IMHO, exporting patient variant data to another server should be used with care.

northwestwitch commented 4 years ago

What's MTBP?

hassanfa commented 4 years ago

Molecular Tumor Board Portal

northwestwitch commented 4 years ago

Ah Ok! 👍

heronikdin commented 4 years ago

@dnil I dont know what API means... I think that @vwirta has summarised it very well, "the exported VCF would be the outcome of a clinical interpretation process, ie only selected variants would be exported", nothing else.

I have not worked with the portal myself, this is a "wish" from those I am working with to gain more clinical information from the data generated from scout (i.e. only the true variants). Once the variants are uploaded and the report created with therapeutic and clinical assesment data, all variants and information will be deleted immediately from mtb portal.

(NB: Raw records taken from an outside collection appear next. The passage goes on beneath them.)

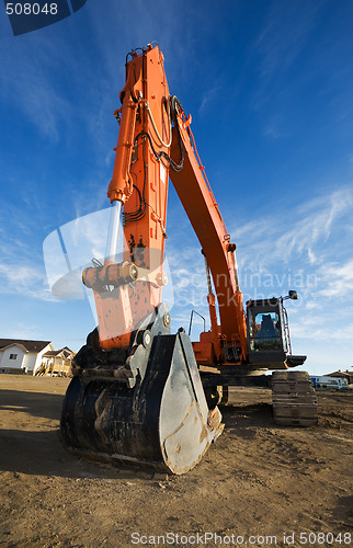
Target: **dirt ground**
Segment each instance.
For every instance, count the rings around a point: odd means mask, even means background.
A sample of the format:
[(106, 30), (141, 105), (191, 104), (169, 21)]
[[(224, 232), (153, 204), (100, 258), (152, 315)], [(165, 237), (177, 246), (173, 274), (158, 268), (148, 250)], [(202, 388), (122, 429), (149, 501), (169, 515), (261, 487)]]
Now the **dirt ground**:
[(166, 479), (69, 455), (68, 381), (0, 375), (0, 544), (353, 544), (353, 391), (319, 393), (319, 425), (300, 429), (273, 423), (270, 391), (234, 390), (202, 463)]

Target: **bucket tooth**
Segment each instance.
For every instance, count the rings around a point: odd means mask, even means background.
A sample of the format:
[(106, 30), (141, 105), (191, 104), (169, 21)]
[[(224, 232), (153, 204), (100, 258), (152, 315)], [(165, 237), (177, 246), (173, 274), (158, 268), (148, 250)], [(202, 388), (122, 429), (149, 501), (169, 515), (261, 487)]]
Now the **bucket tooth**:
[(217, 408), (208, 410), (190, 338), (161, 334), (132, 388), (114, 378), (76, 376), (61, 433), (73, 453), (180, 475), (202, 459), (220, 421)]

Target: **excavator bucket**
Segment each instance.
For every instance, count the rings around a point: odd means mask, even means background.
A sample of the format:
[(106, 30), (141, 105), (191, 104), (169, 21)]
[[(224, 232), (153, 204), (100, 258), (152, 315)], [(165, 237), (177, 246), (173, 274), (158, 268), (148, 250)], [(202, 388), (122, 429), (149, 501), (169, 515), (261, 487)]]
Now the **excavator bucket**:
[(186, 472), (223, 430), (218, 408), (208, 410), (189, 336), (153, 336), (145, 374), (134, 383), (76, 376), (62, 408), (65, 445), (94, 459)]

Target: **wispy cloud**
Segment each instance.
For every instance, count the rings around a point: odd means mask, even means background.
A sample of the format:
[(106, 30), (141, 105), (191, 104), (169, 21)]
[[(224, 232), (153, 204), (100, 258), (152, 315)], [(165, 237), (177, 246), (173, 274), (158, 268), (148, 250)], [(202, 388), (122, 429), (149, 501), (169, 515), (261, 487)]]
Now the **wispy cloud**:
[(275, 1), (254, 48), (260, 62), (260, 77), (267, 87), (276, 73), (288, 69), (305, 47), (315, 25), (320, 2)]
[(29, 264), (0, 264), (0, 294), (54, 300), (44, 269)]

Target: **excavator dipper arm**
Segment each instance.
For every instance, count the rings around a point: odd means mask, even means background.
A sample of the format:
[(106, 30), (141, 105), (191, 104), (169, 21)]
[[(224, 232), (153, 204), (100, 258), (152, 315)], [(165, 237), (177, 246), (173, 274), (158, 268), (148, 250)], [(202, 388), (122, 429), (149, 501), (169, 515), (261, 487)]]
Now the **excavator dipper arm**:
[(99, 327), (75, 358), (61, 433), (73, 453), (183, 473), (200, 461), (223, 424), (218, 408), (208, 409), (190, 338), (170, 333), (161, 300), (168, 175), (184, 165), (171, 157), (175, 136), (183, 156), (180, 135), (172, 135), (172, 118), (178, 128), (181, 113), (169, 96), (158, 47), (132, 54), (119, 98), (106, 256), (82, 275), (93, 289)]

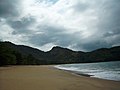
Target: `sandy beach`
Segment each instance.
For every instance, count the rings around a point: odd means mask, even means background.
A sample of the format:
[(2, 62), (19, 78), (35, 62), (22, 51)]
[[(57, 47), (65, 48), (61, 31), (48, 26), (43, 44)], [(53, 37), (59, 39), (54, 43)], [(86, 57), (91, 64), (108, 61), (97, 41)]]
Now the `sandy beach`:
[(79, 76), (53, 66), (0, 67), (0, 90), (120, 90), (120, 82)]

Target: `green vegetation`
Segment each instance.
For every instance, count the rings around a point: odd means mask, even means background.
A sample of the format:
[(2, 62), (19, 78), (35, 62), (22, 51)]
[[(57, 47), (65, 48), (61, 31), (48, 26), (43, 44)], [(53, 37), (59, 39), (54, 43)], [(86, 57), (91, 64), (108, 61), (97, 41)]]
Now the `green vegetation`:
[(57, 46), (48, 52), (43, 52), (11, 42), (0, 42), (0, 66), (118, 61), (119, 56), (120, 46), (110, 49), (102, 48), (92, 52), (76, 52)]

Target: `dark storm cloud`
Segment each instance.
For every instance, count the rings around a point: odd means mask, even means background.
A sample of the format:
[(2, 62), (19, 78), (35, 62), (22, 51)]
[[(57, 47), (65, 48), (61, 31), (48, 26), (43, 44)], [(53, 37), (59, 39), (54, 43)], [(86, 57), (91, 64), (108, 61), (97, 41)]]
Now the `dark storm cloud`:
[(89, 4), (88, 3), (83, 3), (83, 2), (78, 2), (75, 5), (73, 5), (71, 8), (74, 9), (75, 12), (84, 12), (87, 9), (89, 9)]
[(25, 33), (30, 33), (29, 27), (35, 23), (35, 18), (33, 17), (23, 17), (20, 20), (17, 21), (12, 21), (9, 20), (8, 24), (14, 29), (13, 34), (25, 34)]
[(0, 17), (14, 17), (19, 15), (20, 0), (0, 0)]

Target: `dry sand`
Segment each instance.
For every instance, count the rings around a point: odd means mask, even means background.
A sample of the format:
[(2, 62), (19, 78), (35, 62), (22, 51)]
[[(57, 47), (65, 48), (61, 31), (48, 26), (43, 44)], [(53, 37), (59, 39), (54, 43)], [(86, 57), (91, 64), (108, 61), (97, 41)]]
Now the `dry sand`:
[(0, 90), (120, 90), (120, 82), (77, 76), (52, 66), (0, 67)]

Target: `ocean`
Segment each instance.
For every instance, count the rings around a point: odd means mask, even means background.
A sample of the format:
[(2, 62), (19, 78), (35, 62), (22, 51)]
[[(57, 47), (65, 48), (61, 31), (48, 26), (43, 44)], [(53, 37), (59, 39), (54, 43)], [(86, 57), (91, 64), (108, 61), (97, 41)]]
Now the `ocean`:
[(120, 81), (120, 61), (63, 64), (55, 67), (62, 70), (77, 72), (77, 74), (90, 75), (90, 77)]

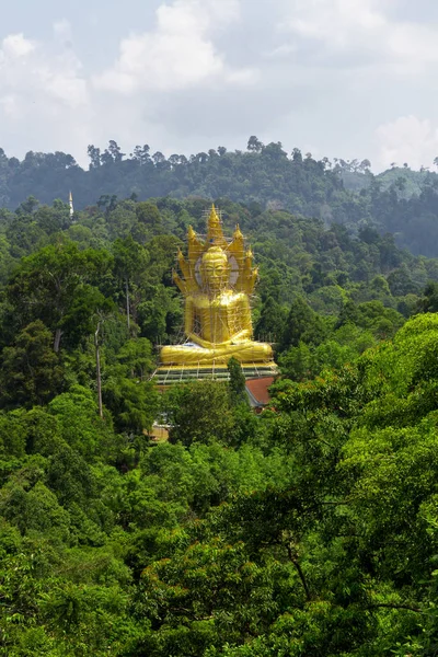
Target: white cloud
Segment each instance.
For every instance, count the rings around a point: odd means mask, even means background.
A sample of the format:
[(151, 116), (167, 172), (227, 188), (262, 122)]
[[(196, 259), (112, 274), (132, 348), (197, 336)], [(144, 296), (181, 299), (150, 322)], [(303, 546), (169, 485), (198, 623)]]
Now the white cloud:
[(438, 155), (438, 127), (429, 119), (401, 116), (376, 130), (379, 164), (382, 169), (395, 162), (407, 162), (412, 169), (431, 166)]
[[(0, 42), (1, 146), (24, 150), (81, 150), (91, 129), (89, 83), (70, 46), (67, 22), (49, 43), (10, 34)], [(21, 145), (20, 145), (21, 141)], [(19, 146), (20, 145), (20, 146)]]
[(254, 81), (254, 71), (228, 67), (212, 41), (216, 30), (239, 19), (238, 0), (175, 0), (155, 18), (154, 31), (122, 41), (115, 65), (94, 78), (97, 89), (131, 94)]
[(366, 58), (381, 72), (422, 72), (438, 62), (438, 25), (395, 18), (390, 10), (396, 5), (396, 0), (292, 0), (280, 31), (312, 45), (313, 55), (337, 56), (337, 67), (362, 66)]

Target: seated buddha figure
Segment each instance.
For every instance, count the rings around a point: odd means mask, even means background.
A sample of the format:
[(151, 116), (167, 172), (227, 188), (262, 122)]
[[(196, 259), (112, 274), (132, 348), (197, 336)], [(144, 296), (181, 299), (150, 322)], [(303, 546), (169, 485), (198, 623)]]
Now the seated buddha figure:
[(228, 244), (215, 207), (203, 243), (188, 229), (188, 262), (178, 253), (184, 279), (174, 280), (185, 297), (184, 328), (188, 342), (161, 350), (163, 365), (227, 365), (233, 356), (240, 362), (272, 362), (270, 345), (252, 339), (250, 295), (257, 277), (252, 253), (244, 251), (237, 228)]

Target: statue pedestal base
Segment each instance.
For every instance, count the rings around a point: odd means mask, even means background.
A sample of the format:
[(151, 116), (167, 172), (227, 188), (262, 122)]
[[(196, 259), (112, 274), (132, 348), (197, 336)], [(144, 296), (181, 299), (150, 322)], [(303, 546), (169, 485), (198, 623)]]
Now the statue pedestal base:
[(273, 348), (266, 343), (245, 341), (231, 345), (218, 345), (210, 349), (194, 343), (163, 347), (160, 353), (162, 366), (180, 367), (217, 367), (226, 366), (230, 358), (235, 358), (242, 365), (260, 364), (274, 365)]
[[(270, 362), (242, 362), (242, 372), (245, 379), (262, 379), (265, 377), (276, 377), (278, 368), (274, 361)], [(198, 381), (205, 379), (215, 379), (216, 381), (228, 381), (230, 372), (223, 365), (207, 366), (196, 365), (161, 365), (154, 372), (152, 381), (160, 387), (168, 387), (174, 383), (184, 383), (186, 381)]]

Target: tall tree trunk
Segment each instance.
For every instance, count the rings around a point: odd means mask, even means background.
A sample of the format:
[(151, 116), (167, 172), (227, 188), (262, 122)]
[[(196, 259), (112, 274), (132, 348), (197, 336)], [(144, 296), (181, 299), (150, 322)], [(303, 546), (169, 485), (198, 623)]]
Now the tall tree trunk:
[(101, 379), (101, 355), (99, 351), (99, 332), (101, 330), (101, 322), (97, 322), (97, 330), (94, 333), (94, 347), (96, 355), (96, 378), (97, 378), (97, 402), (99, 402), (99, 416), (103, 419), (103, 407), (102, 407), (102, 379)]
[(125, 285), (126, 285), (126, 316), (128, 319), (128, 337), (129, 337), (129, 332), (130, 332), (130, 313), (129, 313), (129, 286), (128, 286), (128, 279), (125, 278)]
[(62, 335), (62, 331), (60, 328), (57, 328), (55, 331), (55, 342), (54, 342), (55, 354), (57, 354), (59, 351), (59, 346), (61, 344), (61, 335)]

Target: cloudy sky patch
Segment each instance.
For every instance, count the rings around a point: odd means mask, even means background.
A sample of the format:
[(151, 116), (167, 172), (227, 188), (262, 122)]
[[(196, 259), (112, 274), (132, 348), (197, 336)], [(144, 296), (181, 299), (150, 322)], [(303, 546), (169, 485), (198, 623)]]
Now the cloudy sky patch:
[(28, 4), (4, 8), (0, 28), (10, 155), (87, 163), (108, 139), (188, 154), (250, 135), (376, 170), (438, 155), (434, 0)]

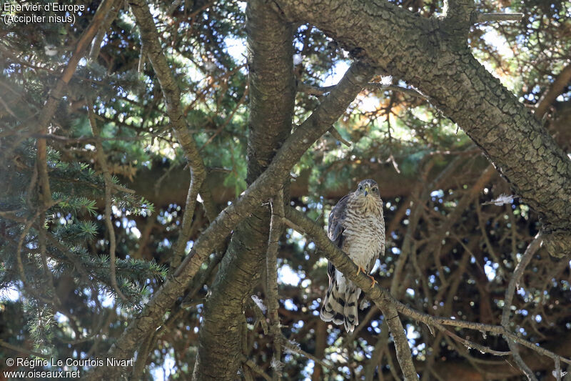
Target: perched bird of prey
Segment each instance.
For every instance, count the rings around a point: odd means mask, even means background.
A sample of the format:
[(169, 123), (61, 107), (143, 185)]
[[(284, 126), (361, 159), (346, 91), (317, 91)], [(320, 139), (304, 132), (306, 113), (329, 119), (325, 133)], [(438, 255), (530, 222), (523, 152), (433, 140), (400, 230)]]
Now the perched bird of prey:
[[(352, 192), (339, 200), (329, 214), (329, 239), (344, 251), (365, 274), (373, 269), (379, 254), (385, 254), (385, 219), (378, 184), (363, 180)], [(359, 324), (357, 300), (361, 290), (345, 278), (333, 264), (327, 268), (329, 287), (319, 316), (325, 322), (343, 325), (353, 332)], [(371, 287), (376, 283), (375, 279)], [(361, 306), (361, 310), (363, 308)]]

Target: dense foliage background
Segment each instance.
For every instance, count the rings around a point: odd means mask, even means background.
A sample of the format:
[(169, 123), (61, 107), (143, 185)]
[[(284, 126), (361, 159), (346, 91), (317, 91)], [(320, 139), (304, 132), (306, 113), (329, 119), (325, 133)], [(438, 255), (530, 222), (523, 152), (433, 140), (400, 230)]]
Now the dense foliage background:
[[(394, 2), (420, 17), (438, 15), (443, 5)], [(190, 175), (128, 7), (113, 9), (118, 16), (100, 33), (100, 51), (79, 61), (47, 130), (38, 130), (50, 91), (98, 6), (73, 4), (86, 7), (75, 24), (3, 24), (0, 29), (1, 359), (14, 357), (14, 347), (28, 357), (101, 355), (173, 269)], [(523, 13), (521, 22), (475, 26), (470, 45), (571, 153), (569, 2), (482, 0), (477, 7)], [(245, 8), (244, 2), (209, 0), (151, 4), (181, 90), (185, 122), (208, 169), (204, 192), (211, 193), (215, 210), (246, 188)], [(351, 54), (309, 25), (297, 27), (294, 49), (296, 78), (305, 84), (295, 97), (298, 124), (322, 97), (310, 86), (335, 84)], [(387, 252), (373, 271), (381, 285), (433, 315), (499, 324), (510, 275), (539, 230), (537, 215), (430, 99), (389, 76), (380, 73), (375, 81), (382, 86), (365, 89), (335, 124), (350, 147), (326, 134), (295, 167), (291, 204), (325, 229), (337, 201), (359, 180), (375, 179), (387, 225)], [(40, 140), (47, 142), (50, 204), (42, 202)], [(111, 197), (112, 234), (105, 221), (106, 189)], [(202, 198), (198, 201), (186, 252), (211, 219)], [(111, 240), (116, 287), (110, 270)], [(187, 287), (187, 297), (165, 312), (165, 324), (141, 343), (135, 375), (190, 378), (203, 303), (226, 244), (203, 264), (198, 280)], [(287, 229), (278, 264), (282, 332), (293, 343), (282, 358), (285, 376), (400, 379), (391, 339), (375, 306), (362, 312), (350, 335), (320, 320), (327, 261), (311, 242)], [(570, 263), (540, 249), (519, 284), (510, 328), (571, 356), (570, 282)], [(262, 302), (265, 284), (253, 295)], [(244, 315), (243, 355), (271, 374), (272, 342), (260, 324), (261, 311), (253, 301), (244, 306)], [(509, 358), (470, 350), (414, 320), (405, 318), (403, 324), (423, 380), (525, 378)], [(456, 332), (508, 350), (502, 337)], [(525, 350), (521, 354), (540, 379), (555, 379), (552, 361)], [(5, 367), (0, 362), (0, 369)], [(254, 370), (254, 377), (261, 377)]]

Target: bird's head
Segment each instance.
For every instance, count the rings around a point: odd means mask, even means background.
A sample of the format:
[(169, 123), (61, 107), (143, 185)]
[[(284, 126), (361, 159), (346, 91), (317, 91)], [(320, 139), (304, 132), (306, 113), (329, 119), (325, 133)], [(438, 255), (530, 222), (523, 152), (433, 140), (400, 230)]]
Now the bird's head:
[(379, 185), (377, 182), (371, 179), (365, 179), (359, 183), (357, 187), (357, 194), (363, 197), (378, 197), (379, 194)]

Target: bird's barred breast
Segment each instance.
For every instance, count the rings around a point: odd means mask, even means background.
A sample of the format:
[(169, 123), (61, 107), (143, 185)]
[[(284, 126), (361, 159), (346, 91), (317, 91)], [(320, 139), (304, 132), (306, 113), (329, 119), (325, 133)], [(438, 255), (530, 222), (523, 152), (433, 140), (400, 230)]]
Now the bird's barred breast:
[(347, 211), (345, 223), (345, 251), (358, 266), (366, 268), (370, 259), (380, 250), (384, 232), (380, 223), (381, 216), (360, 214)]

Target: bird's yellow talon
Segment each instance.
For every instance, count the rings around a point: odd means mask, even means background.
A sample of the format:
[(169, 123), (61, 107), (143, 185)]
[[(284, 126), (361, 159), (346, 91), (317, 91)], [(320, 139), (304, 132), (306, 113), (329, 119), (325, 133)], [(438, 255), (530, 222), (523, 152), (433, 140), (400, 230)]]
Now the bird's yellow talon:
[(373, 275), (367, 275), (367, 276), (370, 277), (371, 280), (370, 288), (374, 287), (375, 284), (378, 284), (378, 282), (377, 282), (377, 280), (373, 277)]

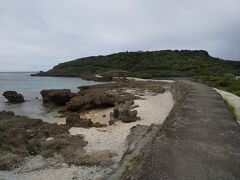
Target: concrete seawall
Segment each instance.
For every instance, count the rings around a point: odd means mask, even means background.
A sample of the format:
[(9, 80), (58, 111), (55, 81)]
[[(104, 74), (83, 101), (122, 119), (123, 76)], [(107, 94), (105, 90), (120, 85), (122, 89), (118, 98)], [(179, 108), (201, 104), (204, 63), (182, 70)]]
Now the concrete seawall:
[(123, 179), (240, 179), (240, 128), (222, 97), (183, 83), (171, 88), (174, 109)]

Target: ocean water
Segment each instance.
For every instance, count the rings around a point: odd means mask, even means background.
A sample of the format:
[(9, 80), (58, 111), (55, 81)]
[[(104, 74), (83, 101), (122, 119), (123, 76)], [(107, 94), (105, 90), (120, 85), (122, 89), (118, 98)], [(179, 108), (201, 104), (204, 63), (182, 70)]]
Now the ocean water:
[[(43, 89), (71, 89), (97, 84), (78, 77), (32, 77), (31, 73), (0, 73), (0, 111), (13, 111), (17, 115), (42, 119), (47, 122), (58, 122), (58, 108), (46, 107), (42, 103), (40, 91)], [(3, 96), (4, 91), (14, 90), (21, 93), (25, 101), (21, 104), (9, 103)]]

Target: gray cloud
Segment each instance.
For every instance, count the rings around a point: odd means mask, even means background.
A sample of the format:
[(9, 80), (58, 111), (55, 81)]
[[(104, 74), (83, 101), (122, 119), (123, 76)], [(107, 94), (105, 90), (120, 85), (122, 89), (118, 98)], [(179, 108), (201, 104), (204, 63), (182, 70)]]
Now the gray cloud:
[(0, 0), (0, 71), (119, 51), (206, 49), (240, 60), (239, 0)]

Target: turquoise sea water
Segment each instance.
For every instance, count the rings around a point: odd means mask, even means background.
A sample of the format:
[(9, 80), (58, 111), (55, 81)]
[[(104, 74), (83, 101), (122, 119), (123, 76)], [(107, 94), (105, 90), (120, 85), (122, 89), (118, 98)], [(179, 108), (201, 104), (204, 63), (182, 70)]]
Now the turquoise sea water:
[[(76, 77), (32, 77), (30, 74), (0, 73), (0, 111), (8, 110), (17, 115), (57, 122), (59, 120), (57, 108), (43, 105), (40, 94), (42, 89), (71, 89), (73, 92), (78, 92), (77, 87), (81, 85), (96, 84), (96, 82)], [(9, 103), (2, 96), (3, 92), (7, 90), (15, 90), (23, 94), (26, 102), (21, 104)]]

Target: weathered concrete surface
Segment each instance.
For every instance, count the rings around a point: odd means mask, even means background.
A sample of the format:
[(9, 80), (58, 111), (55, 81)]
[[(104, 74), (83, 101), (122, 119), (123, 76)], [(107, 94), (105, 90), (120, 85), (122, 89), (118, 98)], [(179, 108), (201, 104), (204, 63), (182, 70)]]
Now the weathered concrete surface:
[(130, 179), (240, 179), (238, 124), (213, 89), (186, 83), (186, 99)]

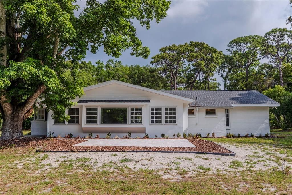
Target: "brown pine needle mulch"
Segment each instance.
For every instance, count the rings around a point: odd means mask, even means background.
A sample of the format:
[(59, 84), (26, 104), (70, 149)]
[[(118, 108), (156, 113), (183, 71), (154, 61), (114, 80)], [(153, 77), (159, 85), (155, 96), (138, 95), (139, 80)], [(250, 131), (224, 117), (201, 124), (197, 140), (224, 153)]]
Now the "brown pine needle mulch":
[(74, 146), (85, 141), (84, 139), (25, 137), (0, 141), (0, 149), (9, 147), (36, 148), (41, 151), (161, 151), (198, 152), (234, 154), (214, 142), (200, 139), (188, 139), (196, 147), (141, 147), (134, 146)]

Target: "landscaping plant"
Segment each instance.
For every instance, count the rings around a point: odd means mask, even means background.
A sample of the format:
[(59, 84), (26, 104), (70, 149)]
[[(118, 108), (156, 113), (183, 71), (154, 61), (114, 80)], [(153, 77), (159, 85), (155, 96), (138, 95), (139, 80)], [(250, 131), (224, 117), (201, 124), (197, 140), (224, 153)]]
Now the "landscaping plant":
[(180, 138), (182, 137), (181, 134), (179, 132), (176, 134), (176, 137), (178, 138)]

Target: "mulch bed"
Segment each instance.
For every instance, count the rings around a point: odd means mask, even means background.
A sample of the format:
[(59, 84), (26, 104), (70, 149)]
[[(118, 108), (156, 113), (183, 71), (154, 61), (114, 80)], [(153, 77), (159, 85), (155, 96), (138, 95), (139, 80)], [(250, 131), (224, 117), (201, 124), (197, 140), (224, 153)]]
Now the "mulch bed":
[(36, 148), (41, 151), (161, 151), (196, 152), (205, 153), (234, 153), (231, 151), (207, 140), (188, 139), (196, 146), (191, 147), (140, 147), (134, 146), (73, 146), (85, 141), (84, 139), (64, 138), (40, 138), (25, 137), (0, 142), (0, 147)]

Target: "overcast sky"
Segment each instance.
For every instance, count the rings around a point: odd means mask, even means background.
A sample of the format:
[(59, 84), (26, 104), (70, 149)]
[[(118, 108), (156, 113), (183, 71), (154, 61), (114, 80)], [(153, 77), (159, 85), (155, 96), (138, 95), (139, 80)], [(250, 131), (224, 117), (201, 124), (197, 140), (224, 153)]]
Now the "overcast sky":
[[(82, 7), (85, 1), (79, 4)], [(191, 41), (204, 42), (226, 53), (228, 42), (237, 37), (263, 35), (273, 28), (290, 28), (286, 21), (292, 13), (289, 3), (288, 0), (172, 1), (168, 16), (160, 23), (152, 23), (149, 30), (135, 25), (138, 37), (150, 49), (148, 58), (132, 56), (128, 50), (117, 59), (124, 64), (147, 65), (161, 47)], [(102, 51), (102, 48), (95, 54), (89, 52), (85, 60), (94, 63), (114, 59)]]

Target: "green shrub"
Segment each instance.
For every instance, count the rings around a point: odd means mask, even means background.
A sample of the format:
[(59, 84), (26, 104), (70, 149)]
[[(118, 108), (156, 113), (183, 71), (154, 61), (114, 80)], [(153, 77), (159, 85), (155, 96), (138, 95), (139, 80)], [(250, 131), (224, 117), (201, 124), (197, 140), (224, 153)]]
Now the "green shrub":
[(212, 137), (215, 137), (216, 136), (215, 136), (215, 133), (213, 132), (212, 133)]
[(132, 132), (128, 132), (128, 136), (129, 138), (132, 136)]
[(145, 135), (144, 136), (144, 138), (149, 138), (149, 137), (150, 137), (150, 136), (149, 136), (149, 135), (148, 135), (148, 134), (147, 133), (146, 134), (145, 134)]
[(183, 133), (183, 137), (184, 138), (185, 138), (187, 137), (187, 134), (185, 133)]
[(182, 137), (181, 134), (179, 132), (176, 134), (176, 137), (178, 138), (180, 138)]

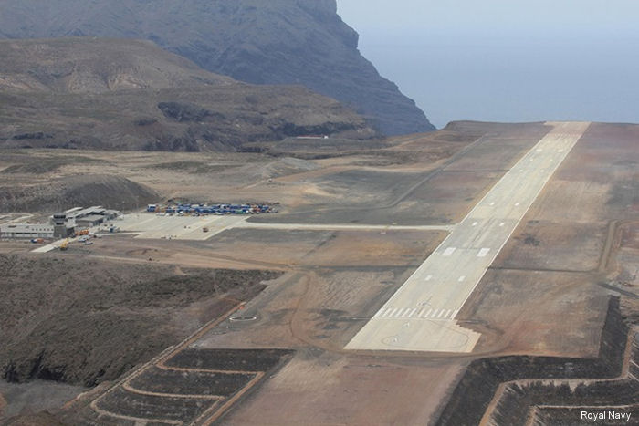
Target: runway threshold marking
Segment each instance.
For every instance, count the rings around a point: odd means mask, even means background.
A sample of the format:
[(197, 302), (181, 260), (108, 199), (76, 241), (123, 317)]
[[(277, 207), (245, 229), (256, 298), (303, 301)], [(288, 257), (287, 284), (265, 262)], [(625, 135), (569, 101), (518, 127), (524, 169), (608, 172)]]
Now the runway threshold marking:
[[(394, 307), (406, 309), (414, 307), (415, 301), (428, 300), (428, 305), (435, 307), (425, 311), (424, 307), (417, 316), (423, 320), (411, 323), (410, 327), (402, 327), (392, 318), (373, 317), (346, 345), (346, 349), (472, 352), (480, 334), (460, 326), (455, 318), (590, 126), (574, 122), (548, 124), (553, 129), (502, 176), (384, 304), (384, 307), (396, 310)], [(541, 152), (536, 151), (539, 148)], [(560, 158), (549, 161), (557, 149), (562, 151)], [(518, 170), (527, 172), (519, 173)], [(534, 173), (536, 170), (543, 172)], [(490, 206), (487, 200), (491, 199), (499, 203)], [(478, 225), (473, 226), (476, 222)], [(479, 243), (482, 245), (477, 246)], [(460, 280), (460, 275), (465, 278)], [(430, 279), (424, 280), (424, 276)]]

I fully understand if a VCF cant be created from selected variants, but just wanted to explore the option. Would be glad for any feedback :)

dnil commented 4 years ago

Hero and I have had a quick meeting with the developers of MTBP - thank you for setting it up Hero! - and it turns out this small VCF export was only intended for a new-customer trial run of a few cases on the public side of the portal. They then have access to proprietary data that could be made available / annotated / reported by other mechanisms to us after signing of agreements. This would be the standard procedure for them anyway. I think we can close this issue for now, at least with regards to upload-to-external - right @heronikdin? With all intention to open a new interact-with-MTBP project later on for Balsamic, MIP and/or Scout after evaluation. Don't worry, we're not ditching a local collaborative resource that easily @vwirta. The data they collect would make a world of sense if included in a ranking / prioritisation model run after or within the pipelines, and displayed in Scout - or just displayed in Scout.

If there is still an interest in using vcf-export as an adjunct to reports or for a machine readable archiving of the variants triaged - which is not a bad idea - perhaps we can return to this in another issue?